Community safety concerns saw the Woodend bypass first embraced by the NZ Transport Agency in 2013. National committed to delivering the project in the 2017 campaign, only for Labour to scuttle it in 2018. In the 2023 election, both National and Labour pledged to finally deliver the bypass.
The project would extend State Highway 1’s motorway from the Lineside Rd intersection to just north of the Pegasus roundabout, creating a 6km bypass of Woodend.
During the 2023 campaign, National explicitly promised to commence construction (not just early works) within one to three years. It was a key plank of Waimakariri MP Matt Doocey’s re-election campaign.
In May last year, Bishop issued a release alongside South Island Minister James Meager, reaffirming that “main construction is likely to begin later in 2026. The project is expected to take four years to complete.”
But any chance that this motorway extension and bypass will still open by 2030 is all but dashed. Early works have been underway since the start of the year, but the prospect of main construction works commencing this year are now dead in the water.
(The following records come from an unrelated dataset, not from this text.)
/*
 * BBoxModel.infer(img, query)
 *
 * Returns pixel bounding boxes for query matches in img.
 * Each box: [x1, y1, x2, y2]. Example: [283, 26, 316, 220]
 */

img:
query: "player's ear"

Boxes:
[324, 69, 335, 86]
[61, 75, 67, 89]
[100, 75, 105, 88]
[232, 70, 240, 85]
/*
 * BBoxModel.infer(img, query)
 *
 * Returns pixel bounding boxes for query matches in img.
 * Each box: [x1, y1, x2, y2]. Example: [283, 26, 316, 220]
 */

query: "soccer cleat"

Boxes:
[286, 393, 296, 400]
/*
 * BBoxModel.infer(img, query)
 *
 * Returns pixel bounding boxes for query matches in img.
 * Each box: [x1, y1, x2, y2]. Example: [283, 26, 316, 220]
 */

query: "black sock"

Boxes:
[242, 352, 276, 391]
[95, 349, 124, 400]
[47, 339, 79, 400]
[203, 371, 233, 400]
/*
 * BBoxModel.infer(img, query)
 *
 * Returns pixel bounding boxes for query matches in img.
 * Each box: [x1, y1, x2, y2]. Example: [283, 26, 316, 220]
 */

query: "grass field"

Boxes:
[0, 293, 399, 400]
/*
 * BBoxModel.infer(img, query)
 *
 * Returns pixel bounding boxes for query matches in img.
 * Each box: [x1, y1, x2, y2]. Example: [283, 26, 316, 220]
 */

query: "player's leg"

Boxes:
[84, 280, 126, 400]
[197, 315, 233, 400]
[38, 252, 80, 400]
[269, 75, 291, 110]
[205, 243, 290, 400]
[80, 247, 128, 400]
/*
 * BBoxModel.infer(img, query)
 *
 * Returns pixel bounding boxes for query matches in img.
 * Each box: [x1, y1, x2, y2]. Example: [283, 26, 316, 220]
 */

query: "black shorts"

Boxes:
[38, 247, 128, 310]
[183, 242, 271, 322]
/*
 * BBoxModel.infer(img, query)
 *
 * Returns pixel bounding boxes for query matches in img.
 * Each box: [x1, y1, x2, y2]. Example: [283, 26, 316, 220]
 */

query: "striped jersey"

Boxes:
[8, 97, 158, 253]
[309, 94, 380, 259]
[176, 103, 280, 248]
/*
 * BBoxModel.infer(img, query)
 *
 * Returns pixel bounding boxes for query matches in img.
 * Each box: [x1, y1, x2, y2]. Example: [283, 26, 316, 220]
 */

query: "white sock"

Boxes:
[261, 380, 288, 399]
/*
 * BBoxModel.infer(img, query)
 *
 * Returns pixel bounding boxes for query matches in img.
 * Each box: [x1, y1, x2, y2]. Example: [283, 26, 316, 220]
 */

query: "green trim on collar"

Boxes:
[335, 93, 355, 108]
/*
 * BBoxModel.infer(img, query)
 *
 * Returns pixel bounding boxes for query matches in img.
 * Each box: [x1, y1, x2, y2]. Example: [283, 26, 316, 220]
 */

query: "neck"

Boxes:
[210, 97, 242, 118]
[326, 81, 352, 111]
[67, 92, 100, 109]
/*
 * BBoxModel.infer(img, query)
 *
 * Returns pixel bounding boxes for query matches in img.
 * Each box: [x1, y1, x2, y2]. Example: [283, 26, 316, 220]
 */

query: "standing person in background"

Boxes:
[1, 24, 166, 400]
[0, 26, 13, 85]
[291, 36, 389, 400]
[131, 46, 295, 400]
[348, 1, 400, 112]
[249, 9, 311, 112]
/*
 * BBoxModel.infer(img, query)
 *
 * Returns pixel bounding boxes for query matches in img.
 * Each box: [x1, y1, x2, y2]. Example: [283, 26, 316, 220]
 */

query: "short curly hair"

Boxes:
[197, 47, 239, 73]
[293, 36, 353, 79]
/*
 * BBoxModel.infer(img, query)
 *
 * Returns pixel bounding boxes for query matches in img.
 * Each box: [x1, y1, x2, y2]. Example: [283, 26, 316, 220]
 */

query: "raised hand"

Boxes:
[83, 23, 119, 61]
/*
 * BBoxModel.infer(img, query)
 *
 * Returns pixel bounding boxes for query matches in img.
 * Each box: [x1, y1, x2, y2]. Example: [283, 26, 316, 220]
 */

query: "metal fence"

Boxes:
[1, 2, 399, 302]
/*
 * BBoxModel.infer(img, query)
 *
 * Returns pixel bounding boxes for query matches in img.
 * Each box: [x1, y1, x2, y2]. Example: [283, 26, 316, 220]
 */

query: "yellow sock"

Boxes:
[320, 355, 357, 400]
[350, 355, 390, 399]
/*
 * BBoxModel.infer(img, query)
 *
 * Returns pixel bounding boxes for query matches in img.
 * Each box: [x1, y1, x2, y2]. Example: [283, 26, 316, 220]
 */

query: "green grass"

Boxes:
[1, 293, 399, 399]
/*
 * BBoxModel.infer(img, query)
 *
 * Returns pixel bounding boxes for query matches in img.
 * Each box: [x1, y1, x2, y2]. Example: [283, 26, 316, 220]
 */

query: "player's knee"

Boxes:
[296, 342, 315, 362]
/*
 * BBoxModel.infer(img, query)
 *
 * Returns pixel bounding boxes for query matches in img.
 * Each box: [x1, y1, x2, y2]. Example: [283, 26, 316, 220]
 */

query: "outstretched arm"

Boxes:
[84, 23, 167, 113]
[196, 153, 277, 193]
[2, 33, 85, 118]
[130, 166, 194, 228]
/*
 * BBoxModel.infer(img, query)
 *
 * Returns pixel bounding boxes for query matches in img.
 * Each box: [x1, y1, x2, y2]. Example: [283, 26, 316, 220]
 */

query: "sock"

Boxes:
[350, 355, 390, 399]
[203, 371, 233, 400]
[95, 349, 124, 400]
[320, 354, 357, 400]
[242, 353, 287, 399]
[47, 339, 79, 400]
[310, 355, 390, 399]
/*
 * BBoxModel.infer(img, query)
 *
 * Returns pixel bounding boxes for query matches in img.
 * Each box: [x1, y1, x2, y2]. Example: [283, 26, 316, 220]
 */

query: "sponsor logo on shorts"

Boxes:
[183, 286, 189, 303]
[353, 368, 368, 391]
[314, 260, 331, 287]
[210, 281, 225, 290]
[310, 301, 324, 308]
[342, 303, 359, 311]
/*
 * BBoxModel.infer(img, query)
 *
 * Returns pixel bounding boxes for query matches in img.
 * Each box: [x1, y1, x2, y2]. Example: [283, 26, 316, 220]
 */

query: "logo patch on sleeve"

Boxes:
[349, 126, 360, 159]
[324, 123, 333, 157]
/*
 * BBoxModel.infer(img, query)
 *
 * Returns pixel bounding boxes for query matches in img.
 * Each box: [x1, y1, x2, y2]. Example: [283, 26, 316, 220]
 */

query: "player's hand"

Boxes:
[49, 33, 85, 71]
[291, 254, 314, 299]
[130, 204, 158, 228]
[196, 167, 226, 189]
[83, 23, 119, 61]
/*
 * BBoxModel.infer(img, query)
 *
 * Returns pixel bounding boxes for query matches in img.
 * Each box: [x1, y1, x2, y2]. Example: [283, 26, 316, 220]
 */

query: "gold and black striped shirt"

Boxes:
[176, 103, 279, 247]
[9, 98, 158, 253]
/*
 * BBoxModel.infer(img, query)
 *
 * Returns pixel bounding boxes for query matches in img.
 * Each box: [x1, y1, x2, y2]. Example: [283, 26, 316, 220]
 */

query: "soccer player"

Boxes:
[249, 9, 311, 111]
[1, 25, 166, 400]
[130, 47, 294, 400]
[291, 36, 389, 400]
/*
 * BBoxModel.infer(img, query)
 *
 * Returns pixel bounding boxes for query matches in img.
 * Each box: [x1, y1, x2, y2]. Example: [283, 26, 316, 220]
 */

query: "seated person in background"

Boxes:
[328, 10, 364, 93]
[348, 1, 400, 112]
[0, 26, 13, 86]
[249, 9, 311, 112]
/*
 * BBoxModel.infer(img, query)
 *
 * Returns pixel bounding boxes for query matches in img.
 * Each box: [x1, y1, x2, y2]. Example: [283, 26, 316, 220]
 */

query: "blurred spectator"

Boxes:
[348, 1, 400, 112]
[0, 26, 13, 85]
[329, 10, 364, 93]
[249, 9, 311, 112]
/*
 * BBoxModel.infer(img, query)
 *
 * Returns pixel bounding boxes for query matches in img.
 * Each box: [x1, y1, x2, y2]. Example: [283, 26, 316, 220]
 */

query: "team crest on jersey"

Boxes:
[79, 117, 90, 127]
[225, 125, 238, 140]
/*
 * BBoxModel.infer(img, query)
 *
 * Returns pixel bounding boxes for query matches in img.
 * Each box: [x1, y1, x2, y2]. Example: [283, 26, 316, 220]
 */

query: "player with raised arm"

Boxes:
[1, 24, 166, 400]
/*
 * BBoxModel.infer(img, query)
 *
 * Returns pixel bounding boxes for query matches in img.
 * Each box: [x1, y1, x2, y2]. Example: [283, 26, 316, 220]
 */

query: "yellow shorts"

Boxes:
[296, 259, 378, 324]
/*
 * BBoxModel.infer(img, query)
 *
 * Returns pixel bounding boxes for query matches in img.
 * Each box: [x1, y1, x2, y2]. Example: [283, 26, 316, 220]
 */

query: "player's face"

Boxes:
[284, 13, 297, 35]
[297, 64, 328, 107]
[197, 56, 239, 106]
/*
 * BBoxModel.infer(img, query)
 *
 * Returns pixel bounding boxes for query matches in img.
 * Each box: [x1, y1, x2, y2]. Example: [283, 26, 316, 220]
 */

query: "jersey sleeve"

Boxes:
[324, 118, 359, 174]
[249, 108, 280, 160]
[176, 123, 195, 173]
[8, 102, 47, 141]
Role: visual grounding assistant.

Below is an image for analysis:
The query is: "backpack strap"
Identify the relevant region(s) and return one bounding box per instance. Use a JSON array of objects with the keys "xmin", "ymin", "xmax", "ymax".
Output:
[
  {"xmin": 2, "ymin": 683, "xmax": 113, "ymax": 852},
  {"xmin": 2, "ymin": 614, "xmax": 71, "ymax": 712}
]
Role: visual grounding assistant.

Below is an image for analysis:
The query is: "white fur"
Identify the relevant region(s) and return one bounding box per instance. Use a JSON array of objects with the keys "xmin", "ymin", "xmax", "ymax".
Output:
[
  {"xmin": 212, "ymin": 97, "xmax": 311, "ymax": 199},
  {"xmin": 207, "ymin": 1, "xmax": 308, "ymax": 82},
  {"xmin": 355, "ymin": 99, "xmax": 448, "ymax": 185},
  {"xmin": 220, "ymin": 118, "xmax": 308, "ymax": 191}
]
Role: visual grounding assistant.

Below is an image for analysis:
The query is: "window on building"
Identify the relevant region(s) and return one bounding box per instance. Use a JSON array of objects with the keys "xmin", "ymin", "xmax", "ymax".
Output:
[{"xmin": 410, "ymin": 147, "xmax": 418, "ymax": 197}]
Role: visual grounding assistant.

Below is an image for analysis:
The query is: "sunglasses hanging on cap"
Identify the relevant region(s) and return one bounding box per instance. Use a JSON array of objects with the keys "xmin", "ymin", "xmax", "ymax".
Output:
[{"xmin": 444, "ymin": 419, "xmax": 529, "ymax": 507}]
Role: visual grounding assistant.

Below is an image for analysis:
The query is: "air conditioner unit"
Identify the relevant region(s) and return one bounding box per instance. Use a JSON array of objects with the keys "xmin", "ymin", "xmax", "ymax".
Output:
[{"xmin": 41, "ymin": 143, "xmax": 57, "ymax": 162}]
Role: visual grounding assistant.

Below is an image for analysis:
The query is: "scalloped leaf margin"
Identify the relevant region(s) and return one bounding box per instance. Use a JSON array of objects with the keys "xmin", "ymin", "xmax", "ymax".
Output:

Thursday’s announcement was unhelpfully nebulous, other than signalling no funding allocation for construction before 2027. Whether you’re a resident, commuter, voter or all of the above, the whiff of betrayal will be widely felt.
It’s also a black eye for Matt Doocey, given he has parlayed this project for so long.
So what soothing words of reassurance is the Waimakariri MP now offering? Not a lot.
Does Doocey consider the failure to have main construction underway this year a broken promise? He won’t say. Nor will he reveal whether he is surprised or disappointed at the shifting timeframe.
Aside from trying to frame Thursday’s announcement as “good news” that the project was moving into “phase two: preparing for construction,” he can’t give any guarantees that construction funding will be forthcoming, nor that the bypass will be completed in the next 4-5 years.
“I'm confident once all the consents have been granted through the Fast Track Approvals Act, the project will move to the next stage. I am looking forward to this significant road coming to fruition,” he tells me.
But when? The delivery timeframe is now anyone’s guess.
Labour list MP Dan Rosewarne is once again contesting Doocey’s hold on the Waimakariri electorate. He’s slamming National for “walking back the certainty they sold at the election”.
Rosewarne tells me he’s “extremely disappointed that the Government still has no funding allocated to begin construction. Cantabrians deserve certainty about when it will finally get underway.”
So will Labour whole-heartedly commit to it? Conditionally.
“If a project is underway and funded under this Government, we will continue it,” says Rosewarne.
Nor is he prepared to reprise the pledge he made three years ago, which was also to double the lanes on the Ashley River bridge.
“That’s something we’ll assess when we see the books fully when we get back into government,” he tells me.
The era of major transport projects being cynically dangled as voter cat-nip is surely over.